As far as the relationship with parameters is concerned, certain norms can operate as parameters in view of the fact that they constitute factors which are relevant to the decision-making process. One example would be Chesterman’s expectancy norms which are "established by the expectations of readers of a translation (of a given type) concerning what a translation (of this type) should be like" (1997:64). These expectations may cover: "text-type and discourse conventions, (...) style and register, (...) the appropriate degree of grammaticality, (...) the statistical distribution of text features of all kinds, (...) collocations, lexical choice, and so on." (id.).
On a first level, our analysis has enabled us to explore what makes the translation of intonational emphasis from English into French problematic, to identify 10 possible procedures and 11 parameters, and to comment briefly on some of the issues relating to relevant strategies.

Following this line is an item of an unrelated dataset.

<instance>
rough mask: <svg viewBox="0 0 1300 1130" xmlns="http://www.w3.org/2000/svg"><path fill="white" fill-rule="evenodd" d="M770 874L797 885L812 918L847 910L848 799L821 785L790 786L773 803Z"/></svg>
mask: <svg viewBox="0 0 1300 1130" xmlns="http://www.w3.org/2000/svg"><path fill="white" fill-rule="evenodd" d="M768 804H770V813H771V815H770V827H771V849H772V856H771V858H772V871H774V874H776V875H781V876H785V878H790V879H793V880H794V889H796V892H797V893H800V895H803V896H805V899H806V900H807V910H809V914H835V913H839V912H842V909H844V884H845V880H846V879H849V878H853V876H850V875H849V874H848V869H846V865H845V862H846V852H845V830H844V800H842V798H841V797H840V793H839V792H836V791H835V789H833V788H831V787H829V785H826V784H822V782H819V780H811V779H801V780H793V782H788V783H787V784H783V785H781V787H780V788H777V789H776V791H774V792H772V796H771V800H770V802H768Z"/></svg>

On a second level, we have tried to demonstrate that prescriptive strategies, whose function is to guide the translator in his/her task and offer a framework for quality assessment and developing translation skills, should ideally comply with a minimax principle for the translator (minimum effort for maximum usability) and meet the six criteria which underlie this principle: the formal and semantic complexity, as well as the metalanguage, should be such that they do not interfere with the formulation; the number of exceptions to the rules should be limited and the scope as broad as possible; the order of formulation should mirror the translation process and start with the conditions to end with the choice of procedure. In addition, a desirability requirement, to be assessed by objective empirical criteria, should be satisfied in order to ensure quality.
Strategies put forward by the non-applied branch of TS differ from prescriptive strategies in a number of ways. Their function is to describe, explain and predict translational phenomena and therefore contribute to our understanding and knowledge of translation, as opposed to practical translation know-how. They do not need to meet the desirability and minimax-principle criteria (apart from the reliability and scope criteria) and, as a result, have a different relationship with neighboring disciplines such as linguistics, since borrowing highly complex concepts from them may well be appropriate at times.

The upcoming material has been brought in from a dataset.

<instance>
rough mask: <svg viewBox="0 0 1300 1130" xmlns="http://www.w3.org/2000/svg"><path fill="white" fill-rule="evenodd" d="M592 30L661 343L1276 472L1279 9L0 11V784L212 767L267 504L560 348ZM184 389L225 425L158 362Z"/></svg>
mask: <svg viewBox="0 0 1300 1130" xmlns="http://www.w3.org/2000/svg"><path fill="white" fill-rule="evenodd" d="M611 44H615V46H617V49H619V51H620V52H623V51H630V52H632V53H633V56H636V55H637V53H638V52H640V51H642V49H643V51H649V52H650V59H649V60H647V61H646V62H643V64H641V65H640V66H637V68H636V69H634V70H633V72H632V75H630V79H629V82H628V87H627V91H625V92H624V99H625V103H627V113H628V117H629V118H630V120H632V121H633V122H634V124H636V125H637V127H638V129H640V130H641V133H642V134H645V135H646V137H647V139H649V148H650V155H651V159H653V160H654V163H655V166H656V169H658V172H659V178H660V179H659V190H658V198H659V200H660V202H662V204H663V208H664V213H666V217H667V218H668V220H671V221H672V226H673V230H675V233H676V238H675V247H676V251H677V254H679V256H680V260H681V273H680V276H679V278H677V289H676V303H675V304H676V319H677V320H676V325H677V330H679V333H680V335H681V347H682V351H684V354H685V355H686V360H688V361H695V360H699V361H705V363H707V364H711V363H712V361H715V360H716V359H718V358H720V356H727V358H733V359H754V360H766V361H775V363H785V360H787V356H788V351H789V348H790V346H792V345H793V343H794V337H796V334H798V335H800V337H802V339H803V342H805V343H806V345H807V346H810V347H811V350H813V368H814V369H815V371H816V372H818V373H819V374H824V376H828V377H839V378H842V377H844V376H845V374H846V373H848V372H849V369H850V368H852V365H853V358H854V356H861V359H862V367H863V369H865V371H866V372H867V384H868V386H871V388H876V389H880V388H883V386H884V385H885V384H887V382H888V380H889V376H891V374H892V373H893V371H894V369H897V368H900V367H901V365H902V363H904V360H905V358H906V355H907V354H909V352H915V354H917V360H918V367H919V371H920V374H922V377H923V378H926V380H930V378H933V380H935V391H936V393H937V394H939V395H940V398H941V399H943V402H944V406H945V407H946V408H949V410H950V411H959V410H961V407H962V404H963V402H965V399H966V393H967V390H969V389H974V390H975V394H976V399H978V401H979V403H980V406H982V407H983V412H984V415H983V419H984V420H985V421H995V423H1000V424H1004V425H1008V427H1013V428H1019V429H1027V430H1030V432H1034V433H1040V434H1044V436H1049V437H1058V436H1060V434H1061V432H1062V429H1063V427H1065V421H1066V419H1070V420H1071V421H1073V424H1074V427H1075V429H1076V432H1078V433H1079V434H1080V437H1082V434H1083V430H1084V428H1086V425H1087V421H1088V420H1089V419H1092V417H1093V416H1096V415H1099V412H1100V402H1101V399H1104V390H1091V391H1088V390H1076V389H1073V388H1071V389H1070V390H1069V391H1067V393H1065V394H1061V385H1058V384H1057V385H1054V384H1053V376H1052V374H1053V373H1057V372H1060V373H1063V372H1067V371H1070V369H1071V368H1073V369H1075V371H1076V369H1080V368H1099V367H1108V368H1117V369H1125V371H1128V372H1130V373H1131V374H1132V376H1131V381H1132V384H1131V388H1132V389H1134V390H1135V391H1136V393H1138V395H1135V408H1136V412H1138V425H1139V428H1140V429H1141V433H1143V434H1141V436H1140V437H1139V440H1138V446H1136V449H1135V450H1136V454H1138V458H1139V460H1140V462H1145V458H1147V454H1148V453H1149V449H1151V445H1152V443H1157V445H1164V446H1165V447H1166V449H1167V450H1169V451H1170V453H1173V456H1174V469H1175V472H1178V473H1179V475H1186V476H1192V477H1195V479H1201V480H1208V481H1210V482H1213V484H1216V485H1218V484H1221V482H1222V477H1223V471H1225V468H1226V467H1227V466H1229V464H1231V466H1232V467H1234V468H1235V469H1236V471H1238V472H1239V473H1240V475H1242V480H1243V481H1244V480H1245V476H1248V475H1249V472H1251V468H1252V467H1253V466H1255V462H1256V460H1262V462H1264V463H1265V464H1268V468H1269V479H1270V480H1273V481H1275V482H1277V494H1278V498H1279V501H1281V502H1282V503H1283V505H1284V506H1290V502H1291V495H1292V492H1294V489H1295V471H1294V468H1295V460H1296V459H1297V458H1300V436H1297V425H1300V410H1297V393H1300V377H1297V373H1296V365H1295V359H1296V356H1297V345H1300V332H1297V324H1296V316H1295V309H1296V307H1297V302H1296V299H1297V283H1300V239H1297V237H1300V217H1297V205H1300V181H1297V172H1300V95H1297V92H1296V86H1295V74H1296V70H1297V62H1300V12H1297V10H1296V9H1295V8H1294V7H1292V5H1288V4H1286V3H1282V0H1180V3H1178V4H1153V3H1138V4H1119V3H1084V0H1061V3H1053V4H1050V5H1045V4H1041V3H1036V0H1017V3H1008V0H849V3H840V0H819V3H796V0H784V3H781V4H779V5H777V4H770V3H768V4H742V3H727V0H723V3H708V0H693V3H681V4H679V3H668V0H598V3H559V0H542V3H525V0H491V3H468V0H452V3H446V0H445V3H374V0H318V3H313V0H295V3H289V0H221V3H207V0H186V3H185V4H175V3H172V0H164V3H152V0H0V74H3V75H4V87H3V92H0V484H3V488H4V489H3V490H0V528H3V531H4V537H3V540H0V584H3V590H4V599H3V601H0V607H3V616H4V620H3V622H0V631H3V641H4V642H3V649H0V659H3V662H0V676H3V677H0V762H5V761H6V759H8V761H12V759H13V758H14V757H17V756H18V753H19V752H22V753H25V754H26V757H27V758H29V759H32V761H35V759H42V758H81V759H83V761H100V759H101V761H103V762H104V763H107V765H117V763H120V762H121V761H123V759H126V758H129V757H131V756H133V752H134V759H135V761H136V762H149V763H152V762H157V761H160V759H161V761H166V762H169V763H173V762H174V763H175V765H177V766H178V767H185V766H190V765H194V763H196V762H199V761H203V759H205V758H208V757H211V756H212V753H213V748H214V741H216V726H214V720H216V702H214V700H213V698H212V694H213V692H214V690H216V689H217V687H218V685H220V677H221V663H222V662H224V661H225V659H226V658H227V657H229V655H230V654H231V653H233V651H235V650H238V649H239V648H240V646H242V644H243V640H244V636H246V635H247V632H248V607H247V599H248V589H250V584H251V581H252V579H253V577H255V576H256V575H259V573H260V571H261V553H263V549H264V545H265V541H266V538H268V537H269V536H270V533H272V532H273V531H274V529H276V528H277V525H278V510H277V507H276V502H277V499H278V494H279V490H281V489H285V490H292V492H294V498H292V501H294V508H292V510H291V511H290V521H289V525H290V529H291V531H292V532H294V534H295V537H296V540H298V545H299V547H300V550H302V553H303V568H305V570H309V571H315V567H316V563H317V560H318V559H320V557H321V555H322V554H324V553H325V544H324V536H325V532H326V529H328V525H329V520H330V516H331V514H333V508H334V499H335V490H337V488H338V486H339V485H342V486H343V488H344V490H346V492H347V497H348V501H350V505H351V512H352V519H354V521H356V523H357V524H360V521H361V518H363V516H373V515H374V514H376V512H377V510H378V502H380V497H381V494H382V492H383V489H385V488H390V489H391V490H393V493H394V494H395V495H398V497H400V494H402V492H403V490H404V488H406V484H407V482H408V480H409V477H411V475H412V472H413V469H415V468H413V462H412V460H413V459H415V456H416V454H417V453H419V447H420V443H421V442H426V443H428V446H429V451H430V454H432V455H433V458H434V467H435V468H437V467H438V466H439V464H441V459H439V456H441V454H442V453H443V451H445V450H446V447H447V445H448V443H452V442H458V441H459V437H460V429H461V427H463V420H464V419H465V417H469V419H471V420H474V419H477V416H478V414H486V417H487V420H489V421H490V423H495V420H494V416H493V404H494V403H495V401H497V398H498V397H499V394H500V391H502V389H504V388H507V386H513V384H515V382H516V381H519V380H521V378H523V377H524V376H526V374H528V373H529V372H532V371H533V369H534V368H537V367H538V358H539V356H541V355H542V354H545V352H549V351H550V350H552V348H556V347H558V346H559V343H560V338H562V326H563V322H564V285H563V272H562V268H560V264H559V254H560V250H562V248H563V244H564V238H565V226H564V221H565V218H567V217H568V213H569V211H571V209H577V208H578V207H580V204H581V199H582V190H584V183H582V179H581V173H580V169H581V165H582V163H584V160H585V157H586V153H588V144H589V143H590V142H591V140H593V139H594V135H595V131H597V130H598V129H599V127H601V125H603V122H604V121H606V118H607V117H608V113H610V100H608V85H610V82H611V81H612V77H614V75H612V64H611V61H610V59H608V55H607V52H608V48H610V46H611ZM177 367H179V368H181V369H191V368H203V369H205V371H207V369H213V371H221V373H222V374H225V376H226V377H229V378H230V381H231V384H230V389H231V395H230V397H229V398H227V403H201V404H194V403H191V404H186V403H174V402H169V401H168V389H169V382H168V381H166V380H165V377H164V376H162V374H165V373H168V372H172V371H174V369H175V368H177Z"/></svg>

Given the differing properties of descriptive and prescriptive strategies, translatologists should be clear about the nature and function of the strategies they endeavor to reconstruct and should not attempt to blur the differences between them, since this would undermine their specificity and, with it, the extent to which they can fulfil their respective functions.
Critics, such as Cross quoted above, who seemingly reject wholesale the contribution of TS to the work of the translator fall into the trap of a monolithic and reductionist view of TS which does not correspond to the reality. Applied TS can and does make a contribution to the practice of translation and it does so by exploiting, whenever appropriate, the findings of non-applied TS research.
By Jean-Pierre Mailhac,Ph.D.,
senior lecturer at the University of Salford, U.K.